Andrew Jackson—seventh president of the United States—served from 1829–37. The Age of Jackson (1824–40) describes his two terms and the years surrounding them. Jackson's presidency was the dividing line between the government started by the Founding Fathers and the government of the future. Reforms he initiated expanded rights of some citizens—specifically white men. His policies did not, however, improve the status of women or African Americans.
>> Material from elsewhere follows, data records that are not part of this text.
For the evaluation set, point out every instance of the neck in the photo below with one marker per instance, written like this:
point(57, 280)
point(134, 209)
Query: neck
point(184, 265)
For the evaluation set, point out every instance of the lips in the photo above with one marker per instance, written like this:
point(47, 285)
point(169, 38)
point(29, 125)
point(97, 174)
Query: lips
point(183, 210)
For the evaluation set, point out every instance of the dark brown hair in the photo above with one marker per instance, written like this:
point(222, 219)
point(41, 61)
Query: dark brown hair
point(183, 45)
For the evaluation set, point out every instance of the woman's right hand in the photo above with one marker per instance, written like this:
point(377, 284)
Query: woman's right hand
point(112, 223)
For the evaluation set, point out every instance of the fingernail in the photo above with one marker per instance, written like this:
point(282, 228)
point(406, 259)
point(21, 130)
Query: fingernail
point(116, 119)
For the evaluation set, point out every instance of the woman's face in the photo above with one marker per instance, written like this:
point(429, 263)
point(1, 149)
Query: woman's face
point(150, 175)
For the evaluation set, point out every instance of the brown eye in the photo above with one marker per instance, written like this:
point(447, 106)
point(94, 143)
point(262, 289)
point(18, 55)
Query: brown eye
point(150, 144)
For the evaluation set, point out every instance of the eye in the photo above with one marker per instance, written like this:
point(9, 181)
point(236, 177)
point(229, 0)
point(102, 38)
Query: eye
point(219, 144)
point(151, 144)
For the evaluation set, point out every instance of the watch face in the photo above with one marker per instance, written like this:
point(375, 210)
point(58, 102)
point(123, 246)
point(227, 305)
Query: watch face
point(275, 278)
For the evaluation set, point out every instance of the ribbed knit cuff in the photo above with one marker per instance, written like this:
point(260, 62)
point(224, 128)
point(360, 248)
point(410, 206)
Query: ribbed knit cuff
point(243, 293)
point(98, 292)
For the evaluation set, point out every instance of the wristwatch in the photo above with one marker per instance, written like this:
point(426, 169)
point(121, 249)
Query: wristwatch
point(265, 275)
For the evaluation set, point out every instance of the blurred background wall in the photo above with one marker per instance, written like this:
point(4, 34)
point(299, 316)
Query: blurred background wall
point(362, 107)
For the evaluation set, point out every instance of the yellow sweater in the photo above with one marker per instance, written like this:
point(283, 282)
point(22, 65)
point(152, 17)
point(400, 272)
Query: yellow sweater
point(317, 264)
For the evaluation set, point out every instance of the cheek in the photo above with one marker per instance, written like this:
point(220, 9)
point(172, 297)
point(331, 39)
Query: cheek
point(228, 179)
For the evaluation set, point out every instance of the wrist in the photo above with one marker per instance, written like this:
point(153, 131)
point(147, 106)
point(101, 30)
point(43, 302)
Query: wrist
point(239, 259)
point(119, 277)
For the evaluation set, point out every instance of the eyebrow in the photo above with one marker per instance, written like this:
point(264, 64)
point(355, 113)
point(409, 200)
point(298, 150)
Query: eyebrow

Conditions for Native Americans declined disastrously under Jackson, as he systematically expelled them from their native lands.
Jackson's administration coincided with a religious social movement called the Second Great Awakening, which had a significant influence on the population's values and beliefs.
At A Glance
- The Second Great Awakening was an evangelical religious movement that began in the late 18th century.
- Evangelicalism's shift from established denominations and its emphasis on individual moral responsibility led to the formation of benevolent societies and civil rights organizations.
- The single-party political system of the early 19th century fractured into a two-party system following the election of 1824.
- Andrew Jackson beat incumbent John Quincy Adams in the fractious presidential election of 1828.
- Andrew Jackson's presidency saw an expansion of rights for some citizens, white men in particular.
- South Carolina's attempt to declare a federal law void was overruled by President Jackson during the Nullification Crisis of 1832–33.
- Because he believed a private central bank gave too much control to the economic elite, Andrew Jackson severed governmental ties with the Second Bank of the United States at the beginning of his second term.
- The Indian Removal Act of 1830 promised land and protection in the West to Native American tribes living east of the Mississippi River.
- In Worcester v. Georgia, the U.S. Supreme Court ruled American Indian nations were sovereign and in control of what happened on their land.
- In 1838 approximately 17,000 Cherokee were forced from their homes in the Southeast. During an arduous trek to Indian Territory west of the Mississippi River, several thousand Cherokee died.